Crítica | Filme | Horizonte

Quando Rui diz que vai embora, o sobrinho se espanta e pergunta: quem recomeça a vida aos 72 anos?

A questão vem com toda a carga de que após “uma certa idade”, a vida se resume a uma banguela na ladeira rumo ao fim ou a um grande congestionamento diante do pedágio metafísico que leva a lugar algum ou a algum lugar, dependendo da crença do viajante. Horizonte, longa nacional que passou vencedor por vários festivais, mostra uma realidade além dessa que habita a mentalidade comum.

O fim e o começo

A decisão de Rui de sair de casa começa com a morte do irmão mais velho. Até aquele momento, Rui vive nos fundos da casa do irmão, avô do autor da pergunta aqui no início. O arranjo familiar determinava que o rapaz herdaria a casa, mas Rui poderia continuar vivendo ali até morrer.

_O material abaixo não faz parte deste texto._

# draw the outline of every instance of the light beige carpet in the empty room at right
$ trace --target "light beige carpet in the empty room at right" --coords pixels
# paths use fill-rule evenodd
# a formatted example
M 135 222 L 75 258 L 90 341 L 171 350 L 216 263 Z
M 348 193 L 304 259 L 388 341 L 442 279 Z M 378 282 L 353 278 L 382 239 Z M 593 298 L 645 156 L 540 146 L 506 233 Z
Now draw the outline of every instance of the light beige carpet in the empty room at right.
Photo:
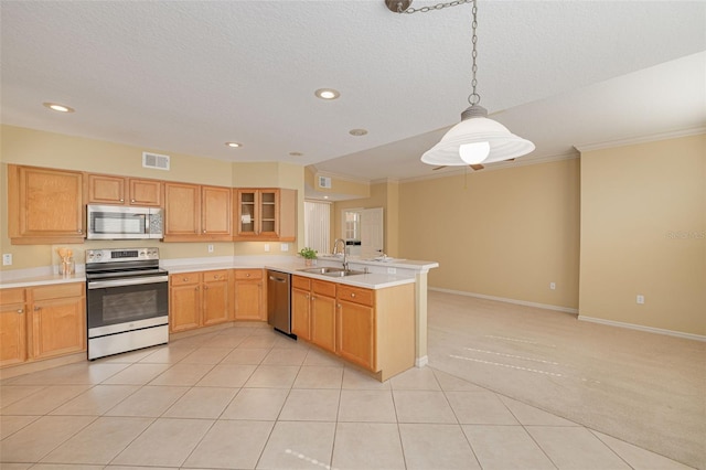
M 429 292 L 429 365 L 706 468 L 706 343 Z

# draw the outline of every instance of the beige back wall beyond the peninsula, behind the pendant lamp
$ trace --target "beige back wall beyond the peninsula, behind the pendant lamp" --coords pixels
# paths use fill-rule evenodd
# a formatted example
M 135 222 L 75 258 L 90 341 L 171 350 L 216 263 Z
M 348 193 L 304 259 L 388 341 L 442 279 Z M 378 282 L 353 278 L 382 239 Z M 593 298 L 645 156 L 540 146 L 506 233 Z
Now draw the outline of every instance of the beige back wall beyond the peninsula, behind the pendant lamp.
M 579 160 L 404 183 L 399 234 L 429 287 L 576 309 Z

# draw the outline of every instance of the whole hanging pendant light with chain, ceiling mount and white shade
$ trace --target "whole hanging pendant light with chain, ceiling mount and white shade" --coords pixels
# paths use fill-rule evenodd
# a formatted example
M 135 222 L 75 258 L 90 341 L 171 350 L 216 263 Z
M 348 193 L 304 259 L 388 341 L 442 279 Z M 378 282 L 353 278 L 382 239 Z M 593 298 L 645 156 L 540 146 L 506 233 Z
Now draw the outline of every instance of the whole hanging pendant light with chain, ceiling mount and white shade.
M 475 73 L 478 72 L 478 65 L 475 63 L 478 57 L 478 51 L 475 47 L 478 43 L 478 35 L 475 34 L 475 30 L 478 29 L 477 0 L 461 0 L 451 3 L 440 3 L 437 7 L 424 7 L 419 10 L 409 8 L 410 3 L 411 1 L 409 0 L 405 0 L 404 2 L 400 0 L 386 0 L 387 8 L 391 11 L 396 11 L 398 13 L 440 10 L 441 8 L 458 6 L 461 3 L 473 4 L 473 79 L 471 81 L 473 89 L 468 97 L 468 103 L 471 106 L 461 113 L 461 122 L 449 129 L 439 143 L 427 150 L 421 156 L 421 161 L 434 165 L 460 167 L 512 160 L 533 151 L 534 143 L 530 140 L 523 139 L 522 137 L 515 136 L 502 124 L 488 118 L 488 110 L 479 105 L 481 97 L 475 90 L 478 85 L 478 81 L 475 78 Z

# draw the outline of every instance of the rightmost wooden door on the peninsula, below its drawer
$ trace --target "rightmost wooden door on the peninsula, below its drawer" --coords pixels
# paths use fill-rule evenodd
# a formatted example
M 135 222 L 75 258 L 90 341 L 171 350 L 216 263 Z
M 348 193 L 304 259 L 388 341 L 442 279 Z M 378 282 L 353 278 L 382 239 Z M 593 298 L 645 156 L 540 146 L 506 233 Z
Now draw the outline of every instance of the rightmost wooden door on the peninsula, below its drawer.
M 375 309 L 339 300 L 336 352 L 343 359 L 376 372 Z

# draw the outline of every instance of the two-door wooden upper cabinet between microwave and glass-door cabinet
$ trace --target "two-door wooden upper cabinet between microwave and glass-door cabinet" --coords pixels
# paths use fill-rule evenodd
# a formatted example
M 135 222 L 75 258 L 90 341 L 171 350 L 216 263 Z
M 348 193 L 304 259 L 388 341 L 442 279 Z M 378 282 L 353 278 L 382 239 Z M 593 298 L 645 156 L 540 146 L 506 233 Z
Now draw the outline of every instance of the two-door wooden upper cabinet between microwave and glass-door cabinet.
M 229 242 L 231 189 L 164 183 L 164 242 Z

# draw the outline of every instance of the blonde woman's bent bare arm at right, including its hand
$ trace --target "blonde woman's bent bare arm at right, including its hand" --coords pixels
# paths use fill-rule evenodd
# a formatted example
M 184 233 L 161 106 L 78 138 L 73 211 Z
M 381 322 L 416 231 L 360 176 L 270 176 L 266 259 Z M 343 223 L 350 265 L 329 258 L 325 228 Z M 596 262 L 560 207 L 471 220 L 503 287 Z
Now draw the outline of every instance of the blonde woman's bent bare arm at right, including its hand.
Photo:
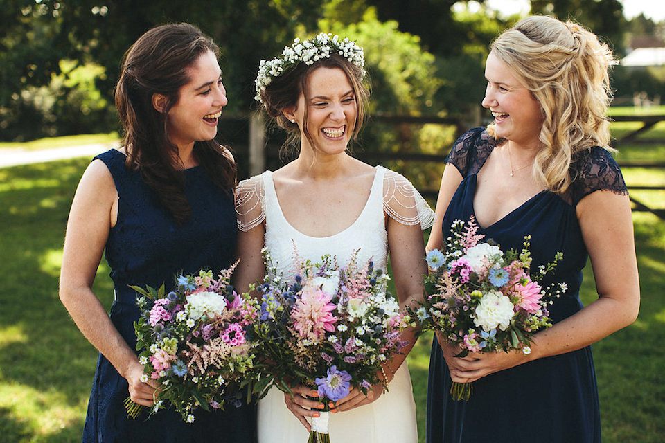
M 473 381 L 529 360 L 572 352 L 630 325 L 639 310 L 639 279 L 627 195 L 596 191 L 580 200 L 577 216 L 591 258 L 598 299 L 535 334 L 529 356 L 521 352 L 446 359 L 453 381 Z M 445 348 L 444 348 L 445 350 Z

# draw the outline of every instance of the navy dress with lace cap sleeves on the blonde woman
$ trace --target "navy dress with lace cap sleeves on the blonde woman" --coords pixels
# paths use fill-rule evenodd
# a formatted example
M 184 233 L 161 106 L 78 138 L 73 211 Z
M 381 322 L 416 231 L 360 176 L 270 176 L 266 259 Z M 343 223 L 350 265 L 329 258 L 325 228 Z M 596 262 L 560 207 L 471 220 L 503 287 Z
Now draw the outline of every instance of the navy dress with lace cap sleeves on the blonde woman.
M 443 219 L 447 237 L 455 219 L 474 214 L 477 172 L 495 147 L 484 128 L 472 129 L 454 145 L 448 163 L 464 177 Z M 580 152 L 571 165 L 573 183 L 564 195 L 544 190 L 479 233 L 505 251 L 521 248 L 531 235 L 531 269 L 563 253 L 554 275 L 542 283 L 565 282 L 567 293 L 550 314 L 556 323 L 582 309 L 578 293 L 587 249 L 575 213 L 585 195 L 596 190 L 626 194 L 621 171 L 600 147 Z M 427 388 L 428 443 L 587 443 L 601 441 L 596 376 L 590 347 L 538 359 L 490 374 L 473 383 L 469 401 L 450 396 L 450 373 L 436 340 L 432 345 Z

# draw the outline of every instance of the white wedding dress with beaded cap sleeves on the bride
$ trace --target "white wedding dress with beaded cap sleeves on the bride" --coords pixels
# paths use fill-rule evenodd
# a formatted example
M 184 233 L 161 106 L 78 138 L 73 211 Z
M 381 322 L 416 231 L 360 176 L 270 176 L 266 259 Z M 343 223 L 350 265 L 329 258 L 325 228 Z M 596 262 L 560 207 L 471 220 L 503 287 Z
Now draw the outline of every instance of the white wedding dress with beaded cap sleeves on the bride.
M 236 192 L 238 228 L 250 230 L 265 221 L 265 247 L 277 272 L 292 278 L 294 246 L 301 259 L 317 262 L 330 254 L 341 265 L 359 250 L 357 262 L 370 258 L 375 269 L 387 268 L 386 216 L 402 224 L 429 228 L 434 213 L 413 185 L 400 174 L 382 166 L 375 168 L 369 198 L 360 216 L 342 232 L 330 237 L 310 237 L 285 219 L 272 181 L 272 172 L 240 182 Z M 332 443 L 416 443 L 416 404 L 405 361 L 389 383 L 388 392 L 371 404 L 330 414 L 328 431 Z M 308 431 L 287 409 L 284 393 L 272 388 L 258 404 L 259 443 L 306 443 Z

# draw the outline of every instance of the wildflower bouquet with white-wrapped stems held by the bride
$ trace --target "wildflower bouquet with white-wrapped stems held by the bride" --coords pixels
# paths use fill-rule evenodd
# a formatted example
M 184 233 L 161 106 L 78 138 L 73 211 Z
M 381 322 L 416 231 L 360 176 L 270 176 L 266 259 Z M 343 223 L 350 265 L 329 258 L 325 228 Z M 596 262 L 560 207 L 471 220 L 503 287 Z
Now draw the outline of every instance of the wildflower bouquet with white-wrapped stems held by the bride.
M 316 389 L 326 408 L 312 419 L 308 442 L 330 442 L 327 400 L 346 397 L 351 386 L 367 393 L 384 383 L 378 373 L 407 345 L 400 335 L 409 316 L 387 292 L 389 276 L 371 260 L 358 266 L 357 253 L 346 267 L 330 255 L 301 262 L 292 281 L 283 281 L 263 253 L 267 277 L 256 331 L 272 361 L 272 385 L 284 392 L 298 384 Z

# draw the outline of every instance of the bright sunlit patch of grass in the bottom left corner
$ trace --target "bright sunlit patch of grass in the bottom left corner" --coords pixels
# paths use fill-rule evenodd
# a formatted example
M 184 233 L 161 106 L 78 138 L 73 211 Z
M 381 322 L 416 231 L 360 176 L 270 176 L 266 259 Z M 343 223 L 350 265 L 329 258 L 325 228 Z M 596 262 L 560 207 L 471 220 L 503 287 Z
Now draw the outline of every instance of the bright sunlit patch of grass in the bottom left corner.
M 18 383 L 0 384 L 0 409 L 9 410 L 12 420 L 28 424 L 35 435 L 60 433 L 80 423 L 85 407 L 69 406 L 69 399 L 62 392 L 36 390 Z

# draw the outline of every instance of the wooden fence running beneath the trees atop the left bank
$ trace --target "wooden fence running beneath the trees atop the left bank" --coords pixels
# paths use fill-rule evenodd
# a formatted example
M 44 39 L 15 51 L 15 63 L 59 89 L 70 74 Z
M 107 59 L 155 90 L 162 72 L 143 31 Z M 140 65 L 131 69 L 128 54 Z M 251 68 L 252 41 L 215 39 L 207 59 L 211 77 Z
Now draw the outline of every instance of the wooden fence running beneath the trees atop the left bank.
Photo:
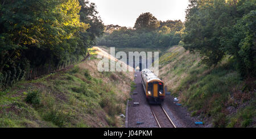
M 7 86 L 13 86 L 15 82 L 18 81 L 28 81 L 31 79 L 35 79 L 41 77 L 43 75 L 47 75 L 49 73 L 55 73 L 57 71 L 63 70 L 68 66 L 77 64 L 81 61 L 86 60 L 90 55 L 86 54 L 84 59 L 77 58 L 75 60 L 68 60 L 59 63 L 58 65 L 46 64 L 37 68 L 31 68 L 28 70 L 22 70 L 19 67 L 13 68 L 12 70 L 4 71 L 0 73 L 0 89 L 5 88 Z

Após o enterro, no entanto, o filho do falecido se muda para o imóvel com a esposa e a filha, trazendo consigo um antigo conflito familiar. Por conta dessa ruptura, ele determina, entre outras regras, que Rui se restrinja à casa dos fundos. Falar com os novos moradores, transitar pela casa ou mesmo cuidar das plantas é proibido. Sua presença deve ser invisível.

A situação impulsiona Rui à mudança para a Vila Horizonte, projeto de uma ONG destinado a idosos de baixa renda e sem família, ou com famílias indignas do nome. O novo espaço lhe devolve a dignidade de viver em paz, usufruir de sua casa sem restrições, tocar o violão e cantar, como fazia em companhia da vizinha e melhor amiga, Fia, a comentarista da vida alheia.

A Vila também lhe traz Jandira, que se muda para a casa em frente. Relacionamento que acompanhamos em seus vários estágios, do estranhamento ao companheirismo, da parceria ao romance. E que obriga a audiência a perceber que se a história fosse de dois jovens se conhecendo num novo endereço, não haveria estranhamento, nem surpresa. Nem usaria os adjetivos que odiosamente se popularizaram no trato com idosos, “bonitinho”, “fofo”. E que desumanizam tanto quanto as ordens de silêncio do sobrinho de Rui.

Sociedade e esperança

Nem o conflito familiar em torno do imóvel, ou o isolamento de Rui são incomuns. Na recente onda de vídeos com advogados nas redes sociais, questões de herança, carregadas de egoísmo, ressentimentos, revanchismo e ignorância ocupam o topo das questões. Em Horizonte, entretanto, a situação é também o que tira Rui do marasmo e lhe mostra que sua história só acaba quando terminar.

Apoiado principalmente na atuação forte de Raymundo de Souza, Horizonte é doce e singelo, sem ser simples. Ana Rosa, como Jandira, é também imperdível, mostrando como é possível expressar muito com o silêncio, a expressão raivosa que aos poucos vai se desfazendo. São atores em pleno comando de sua técnica, embalados por uma linda trilha sonora e direção que não foge de momentos contemplativos. Estreia em 15/2 distribuído pela A2 Filmes.